El empleado le miró circunspecto, esta vez de arriba abajo, puesto que ya estaba de pie. Era uno de los tipos raros que habían venido preguntando por lo mismo, debido a esas noticias alarmantes que circulaban desde hacía unos días por las redes sociales, pero que debían ser fakes. Dudó si decirle que todo eso eran cuentos sin fundamento, pero al fin y al cabo apenas tenía clientes, porque la gente salía muy poco de sus casas, así que le siguió la corriente a ver cuánto daba de sí aquel extraño personaje.
―Pero ¿qué tipo de antivirus quiere, señor?
―Pues mire, el más potente que tenga, a ver, a ver…
Agustín miraba receloso por todas las estanterías repletas de cajitas de elementos para ordenadores, escudriñando como quien quiere evitar que le oculten algo. Había paquetes sin abrir amontonados por los suelos, relacionados con todo tipo de aparatajes y accesorios informáticos. Intentó mover unas cajas para ver qué había detrás, pero el dependiente intervino para desviar su atención.
―Mire aquí usted, señor, estos antivirus son los mejores, tal vez sean los más caros, pero seguro que así bloqueará cualquier contaminación de su ordenador. Llévese tranquilo cualquiera de ellos. Éste, por ejemplo -dijo con rotundidad.
―¿Seguro que es el mejor?- respondió Agustín-. No me importa que sea el más caro, es cuestión de vida o muerte, ¿es que no lo entiende?.
―Sí, sí señor, claro que lo entiendo- dijo el empleado, cansado de aquel sujeto y ya dispuesto a venderle un programa antivirus que antes o después le sería de utilidad. Al fin y al cabo era lo que pedía-. Mire usted, este antivirus es muy efectivo, por eso vale 120 euros, pero le aseguro que quedará muy satisfecho.
Agustín se fue a su casa desconfiando de todo, pero con el antivirus en su mano. No había dicho nada a su mujer para no asustarla.

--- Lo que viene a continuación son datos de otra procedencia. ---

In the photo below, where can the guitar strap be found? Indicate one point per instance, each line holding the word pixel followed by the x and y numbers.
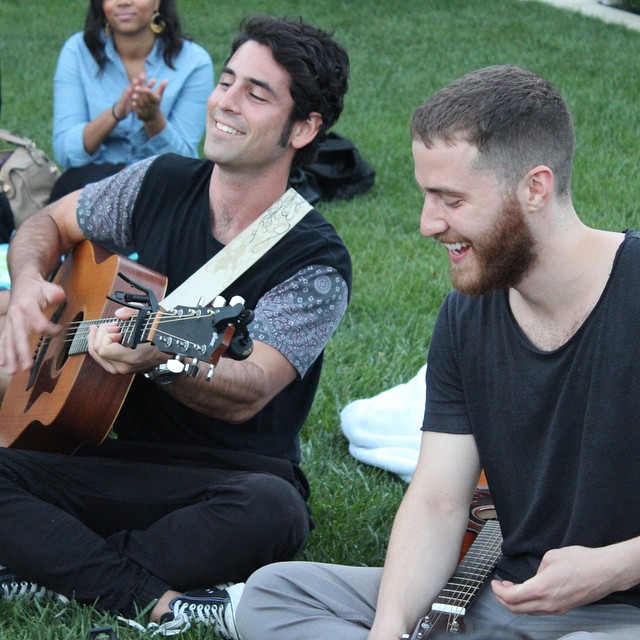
pixel 245 249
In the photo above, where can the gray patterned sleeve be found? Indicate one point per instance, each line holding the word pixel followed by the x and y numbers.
pixel 299 315
pixel 104 208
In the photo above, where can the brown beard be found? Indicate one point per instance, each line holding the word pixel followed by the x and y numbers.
pixel 503 257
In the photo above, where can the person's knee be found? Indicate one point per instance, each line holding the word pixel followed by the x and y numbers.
pixel 266 590
pixel 276 512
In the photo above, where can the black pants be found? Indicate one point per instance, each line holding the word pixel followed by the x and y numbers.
pixel 119 533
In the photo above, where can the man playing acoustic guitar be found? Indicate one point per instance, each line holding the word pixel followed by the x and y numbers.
pixel 533 374
pixel 202 485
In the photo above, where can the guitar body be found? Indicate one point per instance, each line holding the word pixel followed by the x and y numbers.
pixel 67 399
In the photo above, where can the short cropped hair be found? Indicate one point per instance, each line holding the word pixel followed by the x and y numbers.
pixel 516 119
pixel 317 64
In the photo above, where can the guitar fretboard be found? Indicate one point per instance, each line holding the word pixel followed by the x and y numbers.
pixel 80 340
pixel 472 572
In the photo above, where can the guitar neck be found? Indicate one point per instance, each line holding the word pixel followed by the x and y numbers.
pixel 450 607
pixel 472 572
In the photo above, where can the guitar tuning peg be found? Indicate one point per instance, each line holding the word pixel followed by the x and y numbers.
pixel 192 369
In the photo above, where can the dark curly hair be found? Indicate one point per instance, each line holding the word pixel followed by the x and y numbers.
pixel 172 36
pixel 317 64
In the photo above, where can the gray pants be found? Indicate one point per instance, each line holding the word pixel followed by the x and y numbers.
pixel 309 601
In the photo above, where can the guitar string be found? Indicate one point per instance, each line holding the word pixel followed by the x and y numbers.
pixel 469 586
pixel 467 591
pixel 73 334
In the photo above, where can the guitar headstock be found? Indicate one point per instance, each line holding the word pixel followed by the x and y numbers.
pixel 203 334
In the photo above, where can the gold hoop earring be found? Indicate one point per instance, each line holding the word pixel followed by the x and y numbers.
pixel 157 25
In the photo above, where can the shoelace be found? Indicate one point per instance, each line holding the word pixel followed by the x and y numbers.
pixel 25 589
pixel 173 627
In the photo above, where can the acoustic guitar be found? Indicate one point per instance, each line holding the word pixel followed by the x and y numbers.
pixel 66 398
pixel 480 552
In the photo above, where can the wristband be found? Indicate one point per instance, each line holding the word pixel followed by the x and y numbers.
pixel 113 113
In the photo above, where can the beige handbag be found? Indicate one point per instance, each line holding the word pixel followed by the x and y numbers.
pixel 26 175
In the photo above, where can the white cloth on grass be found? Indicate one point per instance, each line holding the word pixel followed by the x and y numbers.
pixel 384 431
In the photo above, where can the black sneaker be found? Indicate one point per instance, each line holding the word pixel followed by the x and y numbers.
pixel 215 607
pixel 12 588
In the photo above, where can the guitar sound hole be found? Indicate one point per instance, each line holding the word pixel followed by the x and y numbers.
pixel 70 338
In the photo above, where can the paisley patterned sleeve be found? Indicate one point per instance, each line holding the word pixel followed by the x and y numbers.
pixel 104 208
pixel 299 315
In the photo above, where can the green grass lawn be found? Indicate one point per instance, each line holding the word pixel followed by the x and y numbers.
pixel 401 51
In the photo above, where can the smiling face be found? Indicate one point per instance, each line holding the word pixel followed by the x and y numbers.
pixel 484 230
pixel 129 16
pixel 248 111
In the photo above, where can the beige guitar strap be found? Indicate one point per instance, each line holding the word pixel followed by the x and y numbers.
pixel 244 250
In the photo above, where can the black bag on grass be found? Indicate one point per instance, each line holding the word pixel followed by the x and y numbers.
pixel 339 172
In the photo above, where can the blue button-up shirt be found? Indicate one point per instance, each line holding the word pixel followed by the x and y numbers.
pixel 82 92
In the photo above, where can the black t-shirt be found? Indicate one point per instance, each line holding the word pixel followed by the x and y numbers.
pixel 558 432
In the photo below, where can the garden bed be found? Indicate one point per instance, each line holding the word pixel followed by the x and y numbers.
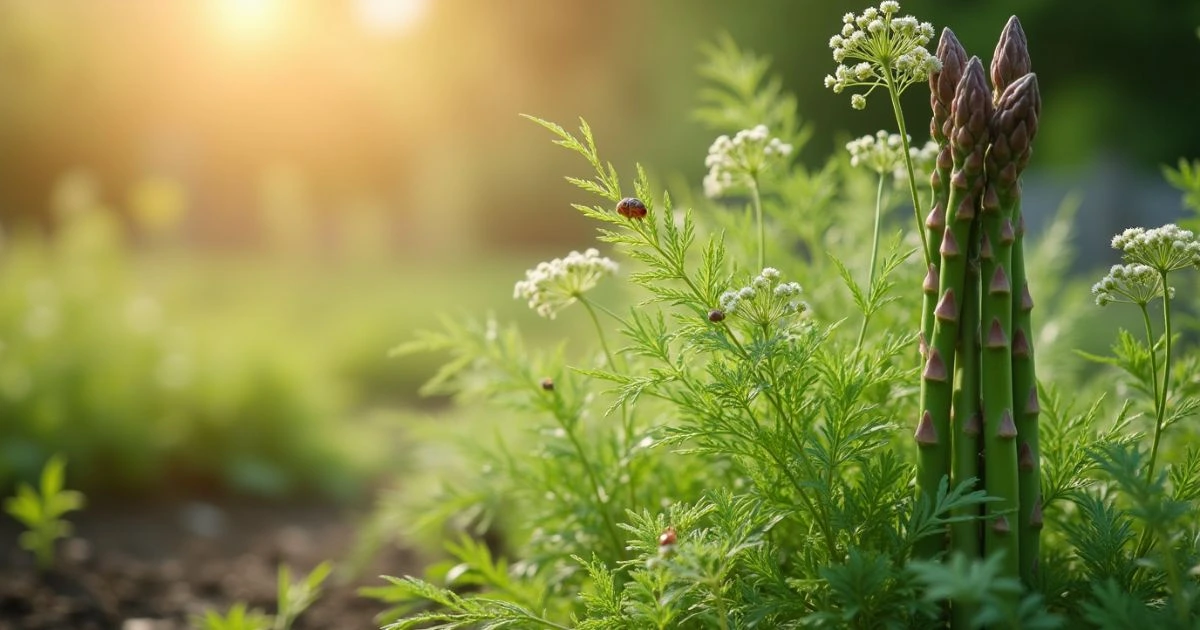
pixel 153 567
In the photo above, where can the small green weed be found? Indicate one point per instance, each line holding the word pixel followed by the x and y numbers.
pixel 42 510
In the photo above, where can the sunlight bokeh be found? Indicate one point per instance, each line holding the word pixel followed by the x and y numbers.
pixel 391 17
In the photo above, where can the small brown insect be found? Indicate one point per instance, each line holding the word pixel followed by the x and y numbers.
pixel 631 208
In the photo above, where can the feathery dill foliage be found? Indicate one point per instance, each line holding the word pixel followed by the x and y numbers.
pixel 731 447
pixel 724 460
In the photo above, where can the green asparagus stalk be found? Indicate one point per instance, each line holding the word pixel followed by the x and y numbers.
pixel 1011 63
pixel 941 94
pixel 970 114
pixel 967 423
pixel 1014 119
pixel 1025 402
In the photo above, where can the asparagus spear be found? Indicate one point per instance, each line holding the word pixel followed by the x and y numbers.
pixel 970 113
pixel 1011 63
pixel 941 94
pixel 1012 129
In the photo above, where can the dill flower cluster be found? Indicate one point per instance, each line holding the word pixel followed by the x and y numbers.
pixel 883 153
pixel 731 161
pixel 1149 255
pixel 553 286
pixel 879 48
pixel 1165 249
pixel 1133 283
pixel 765 300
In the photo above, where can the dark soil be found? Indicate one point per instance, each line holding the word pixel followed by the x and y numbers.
pixel 155 567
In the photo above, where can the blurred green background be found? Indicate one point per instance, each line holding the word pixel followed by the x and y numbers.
pixel 220 215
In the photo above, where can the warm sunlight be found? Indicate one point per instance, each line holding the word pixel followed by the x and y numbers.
pixel 391 17
pixel 247 19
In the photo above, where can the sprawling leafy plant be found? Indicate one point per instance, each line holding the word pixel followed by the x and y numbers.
pixel 729 451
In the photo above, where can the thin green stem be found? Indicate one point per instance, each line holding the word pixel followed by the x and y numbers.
pixel 598 490
pixel 595 322
pixel 627 421
pixel 870 277
pixel 757 215
pixel 907 162
pixel 1161 393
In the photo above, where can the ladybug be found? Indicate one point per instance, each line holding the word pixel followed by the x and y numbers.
pixel 631 208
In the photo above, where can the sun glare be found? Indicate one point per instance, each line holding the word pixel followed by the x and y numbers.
pixel 391 17
pixel 249 19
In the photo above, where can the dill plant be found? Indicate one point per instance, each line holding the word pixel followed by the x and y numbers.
pixel 730 453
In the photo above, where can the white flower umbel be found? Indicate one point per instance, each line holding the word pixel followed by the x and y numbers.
pixel 1167 249
pixel 879 48
pixel 737 161
pixel 765 300
pixel 1134 283
pixel 1150 256
pixel 553 286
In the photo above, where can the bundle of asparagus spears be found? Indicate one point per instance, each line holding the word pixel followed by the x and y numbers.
pixel 978 395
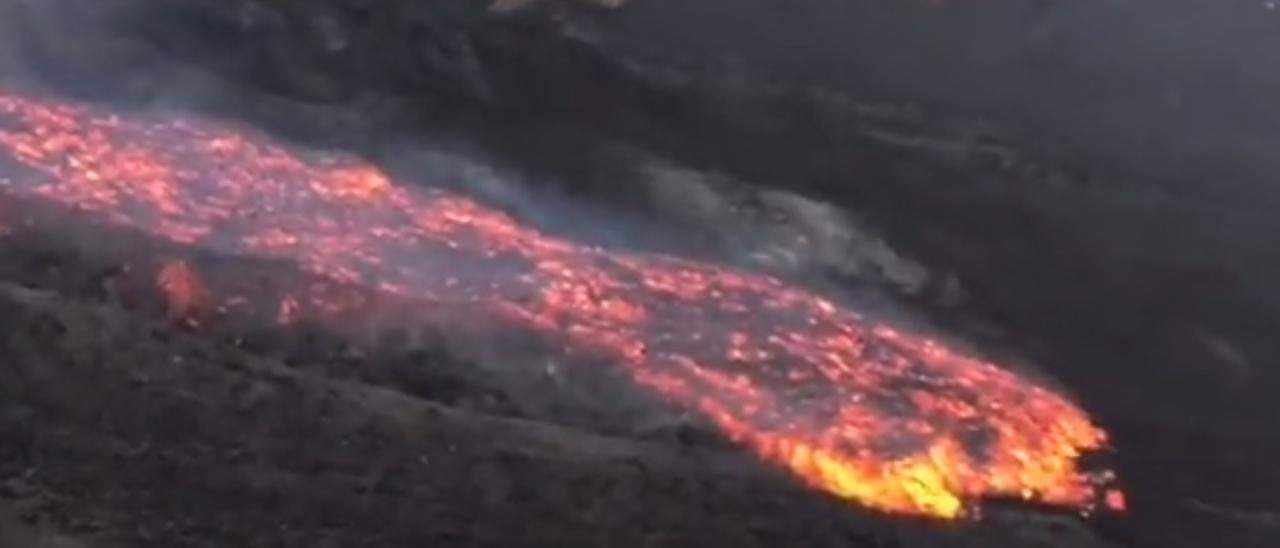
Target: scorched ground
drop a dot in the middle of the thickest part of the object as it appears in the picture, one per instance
(862, 410)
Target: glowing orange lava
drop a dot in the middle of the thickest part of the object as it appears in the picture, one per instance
(860, 410)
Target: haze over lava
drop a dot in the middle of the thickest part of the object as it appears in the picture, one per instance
(864, 411)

Como al salir no había apagado el ordenador, seguiría encendido a su llegada y así podría instalar el antivirus sin riesgos, pues el único peligro era si lo encendía de nuevo, ya que en ese caso cuando él pulsase el teclado se reinfectaría y tendría las convulsiones malignas.
María, la mujer de Agustín, era corpulenta, de apariencia opuesta al frágil aspecto de su esposo. Su tórax era ancho y fornido con brazos largos y las manos grandes. Al contario de su marido sonreía mucho, lo que ampliaba su ampulosa cara de carrillos sonrosados y labios prominentes. Su ocupación preferente eran las labores del hogar por lo que habitualmente vestía un batín de andar por casa y unas zapatillas de fieltro con suelas de goma. Esa mañana María tenía en su cabeza la limpieza a fondo del despacho de su marido.
Aprovechando su ausencia, María limpió todos los recovecos del despacho, sobre todo debajo del enjambre de cables que rodeaban al ordenador. Tenía miedo de que le diese la corriente así que, como otras veces que estaba sola, desconectó la regleta que daba la electricidad a todos los aparatos. Cuando acabó no le fue difícil encender el ordenador, como había hecho en otras ocasiones, para que su marido no se percatase de nada, pues no le gustaba que le tocaran sus cosas.
María estaba en la cocina cuando oyó a su esposo abrir la puerta.
―¡Hola! -le dijo desde lejos-. ¿Cómo te ha ido?
―Todo bien -le respondió Agustín-, y se fue a su despacho.
María estaba cocinando cuando oyó un golpe seco seguido de ruidos sordos como de muebles moviéndose. Al abrir la puerta del despacho vio a Agustín en el suelo, inconsciente, con los labios amoratados, espuma por la boca y convulsionando sin parar. Desesperada sin saber qué hacer gritó auxilio, y su vecina llamó a urgencias.